REMember Me? Prevent Memory Loss with Deep Sleep

Photo of a man having trouble sleepingYou’ve likely lost count of the number of times you’ve turned your house upside down to look for your keys or your wallet. This happens naturally as we age. But a new survey reveals a surprise: young adults are more likely to forget small things than older adults.

Young adults pass up on sleep in favor of working longer hours, contributing to stress. Even when de-stressing, however, young adults cut in on their sleep hours to binge watch TV shows or go out for the night. The epidemic of chronic lack of sleep has been linked to memory loss.

REM or Rapid Eye Movement, the part of the sleep cycle when dreaming and memory back-ups take place, only happens after 90 minutes of deep sleep. Without enough time to reach the REM state, the brain doesn’t get the opportunity to store long-term memories of the day that night.

Staging a Sleep Intervention

If you are having a hard time reaching REM or deep sleep, consider adjusting both external and internal elements in your sleep environment.

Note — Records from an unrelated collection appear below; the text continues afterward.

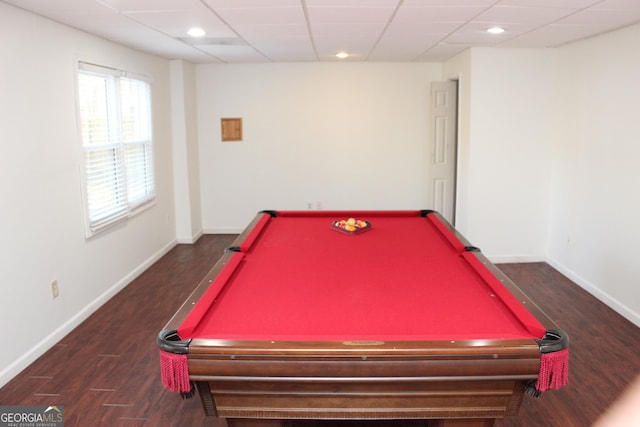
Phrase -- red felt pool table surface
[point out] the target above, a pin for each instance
(407, 278)
(405, 320)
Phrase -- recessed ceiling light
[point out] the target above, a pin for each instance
(495, 30)
(196, 32)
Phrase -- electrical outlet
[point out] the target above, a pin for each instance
(55, 291)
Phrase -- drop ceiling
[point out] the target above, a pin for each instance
(246, 31)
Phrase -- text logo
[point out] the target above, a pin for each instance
(31, 416)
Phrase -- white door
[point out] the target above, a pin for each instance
(443, 148)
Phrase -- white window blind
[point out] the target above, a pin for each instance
(115, 122)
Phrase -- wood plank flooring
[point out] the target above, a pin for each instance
(106, 371)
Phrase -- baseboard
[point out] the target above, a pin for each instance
(510, 259)
(230, 230)
(190, 239)
(8, 373)
(598, 293)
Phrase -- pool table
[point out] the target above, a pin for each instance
(359, 315)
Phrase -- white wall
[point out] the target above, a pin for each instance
(595, 200)
(186, 172)
(41, 215)
(507, 102)
(347, 135)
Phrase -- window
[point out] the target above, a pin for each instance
(115, 124)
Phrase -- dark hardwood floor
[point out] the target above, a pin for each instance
(106, 371)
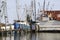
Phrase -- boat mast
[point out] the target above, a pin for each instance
(44, 7)
(17, 7)
(4, 3)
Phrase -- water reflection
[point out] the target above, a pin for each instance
(31, 36)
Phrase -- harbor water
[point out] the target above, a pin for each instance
(31, 36)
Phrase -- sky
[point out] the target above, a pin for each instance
(11, 7)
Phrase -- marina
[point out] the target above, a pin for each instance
(29, 20)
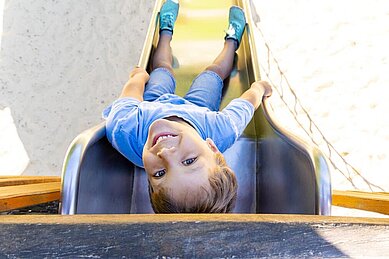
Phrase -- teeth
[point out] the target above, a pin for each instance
(164, 137)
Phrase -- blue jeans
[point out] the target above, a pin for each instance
(205, 91)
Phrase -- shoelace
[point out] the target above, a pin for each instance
(168, 19)
(233, 29)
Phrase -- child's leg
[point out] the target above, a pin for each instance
(206, 89)
(161, 78)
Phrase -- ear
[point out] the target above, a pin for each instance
(212, 145)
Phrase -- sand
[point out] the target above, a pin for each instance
(62, 62)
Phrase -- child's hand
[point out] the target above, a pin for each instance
(264, 88)
(141, 73)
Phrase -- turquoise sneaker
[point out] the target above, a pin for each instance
(168, 15)
(237, 24)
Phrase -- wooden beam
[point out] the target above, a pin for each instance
(374, 201)
(20, 180)
(194, 236)
(19, 196)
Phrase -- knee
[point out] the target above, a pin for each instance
(217, 69)
(165, 65)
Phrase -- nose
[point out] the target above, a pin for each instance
(165, 152)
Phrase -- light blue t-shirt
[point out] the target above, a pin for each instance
(128, 121)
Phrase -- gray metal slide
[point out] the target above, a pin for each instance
(276, 171)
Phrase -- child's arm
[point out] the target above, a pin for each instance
(135, 85)
(256, 92)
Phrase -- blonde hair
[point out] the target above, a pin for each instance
(220, 198)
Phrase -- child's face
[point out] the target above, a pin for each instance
(177, 158)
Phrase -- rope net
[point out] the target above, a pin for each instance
(270, 67)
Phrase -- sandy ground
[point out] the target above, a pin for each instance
(62, 62)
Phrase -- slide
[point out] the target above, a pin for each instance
(277, 172)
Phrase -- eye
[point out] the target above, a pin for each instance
(159, 173)
(189, 161)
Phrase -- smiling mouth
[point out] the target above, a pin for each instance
(161, 137)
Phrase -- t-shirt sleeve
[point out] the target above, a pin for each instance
(234, 117)
(121, 127)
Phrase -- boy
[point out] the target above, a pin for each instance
(179, 141)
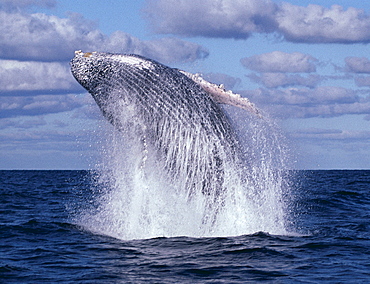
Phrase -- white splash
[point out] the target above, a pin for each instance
(137, 202)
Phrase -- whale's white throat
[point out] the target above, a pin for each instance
(176, 164)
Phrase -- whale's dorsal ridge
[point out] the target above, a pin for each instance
(221, 95)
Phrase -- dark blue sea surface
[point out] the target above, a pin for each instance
(40, 242)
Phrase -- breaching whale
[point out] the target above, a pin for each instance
(174, 112)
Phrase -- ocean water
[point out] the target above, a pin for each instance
(46, 236)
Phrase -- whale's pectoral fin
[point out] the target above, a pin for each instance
(220, 95)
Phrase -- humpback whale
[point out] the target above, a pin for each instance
(174, 112)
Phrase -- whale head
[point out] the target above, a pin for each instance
(91, 69)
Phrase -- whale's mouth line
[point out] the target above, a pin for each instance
(217, 92)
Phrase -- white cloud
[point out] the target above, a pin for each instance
(14, 5)
(316, 24)
(209, 18)
(303, 103)
(278, 61)
(39, 105)
(239, 19)
(50, 38)
(331, 134)
(274, 80)
(357, 64)
(363, 81)
(16, 76)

Go around your room and get rid of any distractions. Place bright lamps and electronic devices out of sight or switch to black out curtains. Consider mattresses and pillows made from memory foam support for better back support. Try switching up your bedding, as well. Sheets made of bamboo or silk are softer and have the added benefit of being hypoallergenic. You can also invest in earplugs or white-noise machines if your partner snores.

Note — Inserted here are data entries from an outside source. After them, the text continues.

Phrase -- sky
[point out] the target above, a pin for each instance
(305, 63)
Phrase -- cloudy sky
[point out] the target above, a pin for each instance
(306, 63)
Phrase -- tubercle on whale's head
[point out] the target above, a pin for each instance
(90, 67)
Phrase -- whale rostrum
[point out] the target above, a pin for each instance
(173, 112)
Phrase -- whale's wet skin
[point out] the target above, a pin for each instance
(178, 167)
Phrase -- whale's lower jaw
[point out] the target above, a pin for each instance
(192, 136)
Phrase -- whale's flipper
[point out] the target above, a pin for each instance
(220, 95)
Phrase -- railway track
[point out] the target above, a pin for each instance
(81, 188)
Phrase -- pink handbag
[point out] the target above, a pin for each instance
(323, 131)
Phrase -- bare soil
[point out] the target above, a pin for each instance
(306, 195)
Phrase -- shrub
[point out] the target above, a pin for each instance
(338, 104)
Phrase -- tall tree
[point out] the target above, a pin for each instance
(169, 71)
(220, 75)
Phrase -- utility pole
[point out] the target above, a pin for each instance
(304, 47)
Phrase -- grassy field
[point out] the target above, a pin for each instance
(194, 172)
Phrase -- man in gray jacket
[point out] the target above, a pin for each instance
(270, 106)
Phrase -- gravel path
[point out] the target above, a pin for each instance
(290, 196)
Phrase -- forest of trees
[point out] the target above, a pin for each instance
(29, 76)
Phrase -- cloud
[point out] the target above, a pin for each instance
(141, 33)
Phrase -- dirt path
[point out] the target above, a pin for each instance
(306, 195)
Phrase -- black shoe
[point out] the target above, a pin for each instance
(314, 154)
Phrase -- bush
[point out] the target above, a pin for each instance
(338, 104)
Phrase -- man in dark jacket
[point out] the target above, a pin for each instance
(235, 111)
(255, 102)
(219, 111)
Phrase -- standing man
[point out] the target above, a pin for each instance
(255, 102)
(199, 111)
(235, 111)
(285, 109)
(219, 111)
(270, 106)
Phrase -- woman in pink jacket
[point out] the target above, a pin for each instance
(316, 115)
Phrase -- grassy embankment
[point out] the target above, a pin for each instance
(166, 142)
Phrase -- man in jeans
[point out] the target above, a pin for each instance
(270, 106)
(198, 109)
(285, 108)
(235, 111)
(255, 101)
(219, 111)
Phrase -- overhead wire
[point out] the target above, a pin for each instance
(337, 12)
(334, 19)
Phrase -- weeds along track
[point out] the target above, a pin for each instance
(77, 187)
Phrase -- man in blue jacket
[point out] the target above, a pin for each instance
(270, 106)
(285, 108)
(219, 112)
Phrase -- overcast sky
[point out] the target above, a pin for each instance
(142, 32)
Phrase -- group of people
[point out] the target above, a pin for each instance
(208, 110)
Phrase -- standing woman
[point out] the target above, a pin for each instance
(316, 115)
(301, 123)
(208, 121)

Afternoon naps may help you when you’re tired during the day but bear in mind that they may keep you from sleeping on time every night. Cut down on any alcohol, caffeine or smoking habits and make time for daily exercise, even if it’s just walking. Pre-sleep rituals—soaking in the bath, drinking hot milk, or meditating—will help clear your mind before going to bed.

Sleep is not for the Weak

Studies have tied chronic sleep deprivation to higher chances of conditions like hypertension, heart problems, and obesity. Lack of sleep also affects mental health problems, such as depression and anxiety. It can trigger worse episodes and lead to relapses. REM sleep and dreaming helps the mind process strong, emotional stimuli encountered during the day. It serves as an overnight therapy session, energy recharge, and memory back-up, all at the same time.

The quality and quantity of sleep you get are both important factors of memory building. Memory deterioration may be a fact of life, but there is no reason to rush it. Starting good sleep habits now will serve you and your memories well as you grow older.